Papers by Keyword: Ductile Metals

Abstract: By a theoretical consideration of a viscous body it has been deduced a formula for the description of the fatigue properties of ductile metals and plastic materials. This formula has been compared with experimental fatigue data of Wöhler-curves (S-N curves). For cellulose acetate, iron, copper, nickel, silver, zinc and, to a restricted degree, also for aluminum a sufficient accordance between the experimental data and the theoretical curves has been reached. With this procedure it is possible to determine fatigue limits for these materials. Similar results are obtained for the creep of brass. It is supposed that the cause of the fatigue limit is the near surface stress of the specimen.

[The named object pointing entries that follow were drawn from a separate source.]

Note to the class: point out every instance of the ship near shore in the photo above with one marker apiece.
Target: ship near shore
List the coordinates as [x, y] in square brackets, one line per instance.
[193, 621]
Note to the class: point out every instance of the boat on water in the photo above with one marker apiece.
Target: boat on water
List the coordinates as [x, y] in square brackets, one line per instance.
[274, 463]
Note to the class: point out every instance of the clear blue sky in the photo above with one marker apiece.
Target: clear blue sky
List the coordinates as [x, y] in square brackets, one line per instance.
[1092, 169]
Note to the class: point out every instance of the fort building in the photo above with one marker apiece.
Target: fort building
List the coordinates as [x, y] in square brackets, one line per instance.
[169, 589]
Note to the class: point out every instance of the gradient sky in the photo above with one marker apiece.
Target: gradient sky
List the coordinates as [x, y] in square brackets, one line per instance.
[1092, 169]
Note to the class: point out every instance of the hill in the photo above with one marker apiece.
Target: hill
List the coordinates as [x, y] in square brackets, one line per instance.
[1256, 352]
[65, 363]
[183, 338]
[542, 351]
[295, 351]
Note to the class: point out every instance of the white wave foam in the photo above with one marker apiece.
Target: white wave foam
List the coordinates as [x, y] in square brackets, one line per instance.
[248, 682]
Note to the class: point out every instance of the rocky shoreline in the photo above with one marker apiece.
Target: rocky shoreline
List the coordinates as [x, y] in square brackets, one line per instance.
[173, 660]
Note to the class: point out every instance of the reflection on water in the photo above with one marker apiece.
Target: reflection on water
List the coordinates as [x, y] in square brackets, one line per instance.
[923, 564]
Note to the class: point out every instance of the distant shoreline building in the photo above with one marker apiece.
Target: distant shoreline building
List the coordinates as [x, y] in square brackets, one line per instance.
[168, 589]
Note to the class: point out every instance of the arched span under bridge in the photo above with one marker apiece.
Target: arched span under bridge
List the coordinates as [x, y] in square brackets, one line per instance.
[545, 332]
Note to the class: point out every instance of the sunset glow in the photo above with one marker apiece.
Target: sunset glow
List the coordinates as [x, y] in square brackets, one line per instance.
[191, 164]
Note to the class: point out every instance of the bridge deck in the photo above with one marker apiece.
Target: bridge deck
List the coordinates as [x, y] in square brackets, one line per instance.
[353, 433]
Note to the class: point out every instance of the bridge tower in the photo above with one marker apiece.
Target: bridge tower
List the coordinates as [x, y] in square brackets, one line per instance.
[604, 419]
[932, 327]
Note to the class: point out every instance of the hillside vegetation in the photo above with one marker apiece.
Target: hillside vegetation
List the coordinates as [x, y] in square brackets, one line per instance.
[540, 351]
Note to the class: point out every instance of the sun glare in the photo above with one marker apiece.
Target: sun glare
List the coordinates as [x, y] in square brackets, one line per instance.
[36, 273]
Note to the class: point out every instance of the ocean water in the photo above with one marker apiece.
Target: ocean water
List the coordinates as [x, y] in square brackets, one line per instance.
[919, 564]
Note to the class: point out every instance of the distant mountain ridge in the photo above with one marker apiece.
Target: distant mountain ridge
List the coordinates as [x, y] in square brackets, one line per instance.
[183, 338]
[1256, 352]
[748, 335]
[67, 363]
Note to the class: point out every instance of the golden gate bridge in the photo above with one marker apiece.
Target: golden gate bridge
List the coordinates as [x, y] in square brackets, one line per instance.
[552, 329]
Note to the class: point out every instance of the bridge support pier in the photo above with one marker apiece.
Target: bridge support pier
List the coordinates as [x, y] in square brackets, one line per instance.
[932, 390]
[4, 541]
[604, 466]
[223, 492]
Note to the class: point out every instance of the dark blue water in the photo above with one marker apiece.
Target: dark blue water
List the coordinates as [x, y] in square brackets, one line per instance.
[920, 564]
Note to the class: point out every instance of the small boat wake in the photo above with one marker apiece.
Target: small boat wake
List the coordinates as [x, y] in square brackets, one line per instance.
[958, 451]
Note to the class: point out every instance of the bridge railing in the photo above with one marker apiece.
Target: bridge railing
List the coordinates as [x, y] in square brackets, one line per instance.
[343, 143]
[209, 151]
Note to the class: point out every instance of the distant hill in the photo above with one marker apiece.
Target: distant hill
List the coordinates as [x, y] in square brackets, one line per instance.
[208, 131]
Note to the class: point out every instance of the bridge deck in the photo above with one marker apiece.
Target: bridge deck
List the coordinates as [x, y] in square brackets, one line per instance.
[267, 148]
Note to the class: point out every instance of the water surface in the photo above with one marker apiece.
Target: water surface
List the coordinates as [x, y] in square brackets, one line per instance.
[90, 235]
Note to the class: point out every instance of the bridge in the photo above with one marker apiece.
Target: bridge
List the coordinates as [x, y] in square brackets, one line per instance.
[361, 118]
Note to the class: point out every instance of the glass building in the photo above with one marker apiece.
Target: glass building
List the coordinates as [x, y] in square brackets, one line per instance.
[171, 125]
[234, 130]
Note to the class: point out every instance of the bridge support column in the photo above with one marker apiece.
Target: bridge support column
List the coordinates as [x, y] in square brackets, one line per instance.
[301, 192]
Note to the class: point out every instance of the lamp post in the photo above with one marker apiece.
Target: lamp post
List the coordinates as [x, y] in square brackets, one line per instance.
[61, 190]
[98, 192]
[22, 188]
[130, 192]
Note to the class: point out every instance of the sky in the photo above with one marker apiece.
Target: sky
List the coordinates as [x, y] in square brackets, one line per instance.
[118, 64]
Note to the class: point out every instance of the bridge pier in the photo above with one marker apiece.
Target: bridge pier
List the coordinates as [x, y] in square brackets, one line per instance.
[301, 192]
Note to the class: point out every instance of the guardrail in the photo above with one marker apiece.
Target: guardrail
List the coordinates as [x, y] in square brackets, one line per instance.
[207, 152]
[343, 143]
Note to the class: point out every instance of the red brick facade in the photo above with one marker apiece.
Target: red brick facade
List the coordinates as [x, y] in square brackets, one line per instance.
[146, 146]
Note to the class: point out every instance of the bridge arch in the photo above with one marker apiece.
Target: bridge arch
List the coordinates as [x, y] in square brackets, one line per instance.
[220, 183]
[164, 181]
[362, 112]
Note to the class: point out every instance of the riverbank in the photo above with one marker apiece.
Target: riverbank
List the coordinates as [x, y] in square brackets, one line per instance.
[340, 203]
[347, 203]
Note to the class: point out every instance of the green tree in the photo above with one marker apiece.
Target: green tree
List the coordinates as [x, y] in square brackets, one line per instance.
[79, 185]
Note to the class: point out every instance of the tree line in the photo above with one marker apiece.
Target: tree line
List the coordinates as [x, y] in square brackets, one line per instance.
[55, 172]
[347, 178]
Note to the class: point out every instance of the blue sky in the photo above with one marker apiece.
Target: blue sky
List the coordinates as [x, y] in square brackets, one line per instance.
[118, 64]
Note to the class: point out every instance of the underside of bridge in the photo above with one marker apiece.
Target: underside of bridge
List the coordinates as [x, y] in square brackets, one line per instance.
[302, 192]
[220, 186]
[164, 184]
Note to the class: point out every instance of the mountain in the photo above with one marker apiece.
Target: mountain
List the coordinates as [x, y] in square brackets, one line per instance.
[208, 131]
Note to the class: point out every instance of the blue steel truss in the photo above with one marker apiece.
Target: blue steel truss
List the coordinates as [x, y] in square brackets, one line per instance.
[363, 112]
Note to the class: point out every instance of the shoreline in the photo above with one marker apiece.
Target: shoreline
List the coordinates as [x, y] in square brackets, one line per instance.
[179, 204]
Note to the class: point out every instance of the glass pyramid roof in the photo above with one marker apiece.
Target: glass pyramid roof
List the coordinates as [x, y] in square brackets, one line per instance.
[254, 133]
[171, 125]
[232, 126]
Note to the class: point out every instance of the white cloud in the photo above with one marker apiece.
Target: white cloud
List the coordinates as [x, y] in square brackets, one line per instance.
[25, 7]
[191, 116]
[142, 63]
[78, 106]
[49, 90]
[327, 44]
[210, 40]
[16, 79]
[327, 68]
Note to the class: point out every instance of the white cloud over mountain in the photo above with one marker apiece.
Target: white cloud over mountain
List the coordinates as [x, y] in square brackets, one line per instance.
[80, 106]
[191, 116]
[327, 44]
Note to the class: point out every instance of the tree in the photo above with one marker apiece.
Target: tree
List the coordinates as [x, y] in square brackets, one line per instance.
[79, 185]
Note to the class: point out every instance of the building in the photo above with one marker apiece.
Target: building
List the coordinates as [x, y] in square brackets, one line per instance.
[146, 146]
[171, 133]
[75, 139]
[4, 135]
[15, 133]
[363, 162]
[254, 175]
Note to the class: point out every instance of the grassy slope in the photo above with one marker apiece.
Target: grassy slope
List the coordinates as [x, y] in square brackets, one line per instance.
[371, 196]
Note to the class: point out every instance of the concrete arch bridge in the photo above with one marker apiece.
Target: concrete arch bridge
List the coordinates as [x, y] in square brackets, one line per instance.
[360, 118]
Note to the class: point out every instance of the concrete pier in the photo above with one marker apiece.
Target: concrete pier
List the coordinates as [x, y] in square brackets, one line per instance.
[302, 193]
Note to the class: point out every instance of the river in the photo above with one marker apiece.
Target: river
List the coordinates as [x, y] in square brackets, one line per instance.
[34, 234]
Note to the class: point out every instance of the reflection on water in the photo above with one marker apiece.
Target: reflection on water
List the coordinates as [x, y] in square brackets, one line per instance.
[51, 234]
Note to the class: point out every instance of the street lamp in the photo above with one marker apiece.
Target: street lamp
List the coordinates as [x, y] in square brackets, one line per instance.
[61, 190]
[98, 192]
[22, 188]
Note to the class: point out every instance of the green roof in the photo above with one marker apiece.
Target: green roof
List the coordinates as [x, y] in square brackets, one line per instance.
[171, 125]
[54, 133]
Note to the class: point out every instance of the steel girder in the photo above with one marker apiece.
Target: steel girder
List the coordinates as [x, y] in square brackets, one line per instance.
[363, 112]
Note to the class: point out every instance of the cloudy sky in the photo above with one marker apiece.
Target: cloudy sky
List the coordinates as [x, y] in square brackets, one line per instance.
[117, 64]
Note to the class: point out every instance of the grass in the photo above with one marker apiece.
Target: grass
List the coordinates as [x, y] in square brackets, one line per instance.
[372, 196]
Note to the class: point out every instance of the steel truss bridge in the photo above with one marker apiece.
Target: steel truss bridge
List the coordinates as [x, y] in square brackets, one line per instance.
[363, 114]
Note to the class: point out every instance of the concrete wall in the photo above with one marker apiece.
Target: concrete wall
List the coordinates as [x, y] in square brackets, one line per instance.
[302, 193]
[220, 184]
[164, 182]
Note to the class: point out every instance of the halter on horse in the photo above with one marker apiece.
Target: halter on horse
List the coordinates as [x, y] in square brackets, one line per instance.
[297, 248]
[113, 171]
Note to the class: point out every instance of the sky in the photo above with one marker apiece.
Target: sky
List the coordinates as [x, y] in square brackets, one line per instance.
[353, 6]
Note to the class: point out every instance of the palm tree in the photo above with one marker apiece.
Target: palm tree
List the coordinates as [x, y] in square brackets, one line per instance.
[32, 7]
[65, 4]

Abstract: In this article we perform comparative analysis of the criteria of fracture during blade machining simulation, characterized by high intensity of the strain rate (about 10^-6 s^-1). For each 3D virtual experiment a milling processing model has been developed in DEFORM software package. The character of chip segmentation during the simulation was determined the accepted failure criterion. The adequacy of the model was evaluated by full-scale experiment based on geometry of real chips.

Abstract: The paper discusses an anisotropic continuum damage model. It takes into account the effect of stress state on damage and failure conditions as well as on evolution equations of damage strains. To validate the proposed framework experiments with biaxially loaded specimens and corresponding numerical simulations are performed covering a wide range of stress states. In addition, scanning electron microscope images of the fracture surfaces show different fracture modes corresponding to stress states revealed by numerical analyses.

Abstract: In the framework of percolation theory, a simple void-coalescence model combined with the constitutive relations for describing the stress relaxation and material softening during the void-coalescence process, name as the percolation-relaxation (P-R) model, is proposed to describe the dynamic tensile spallation of ductile metals. A critical damage is introduced and coupled into the model to identify the onset of the void coalescence. Mesoscopically, the critical damage corresponds to the critical intervoid ligament distance (ILD), indicating the start of transition from the void-growth to the void-coalescence.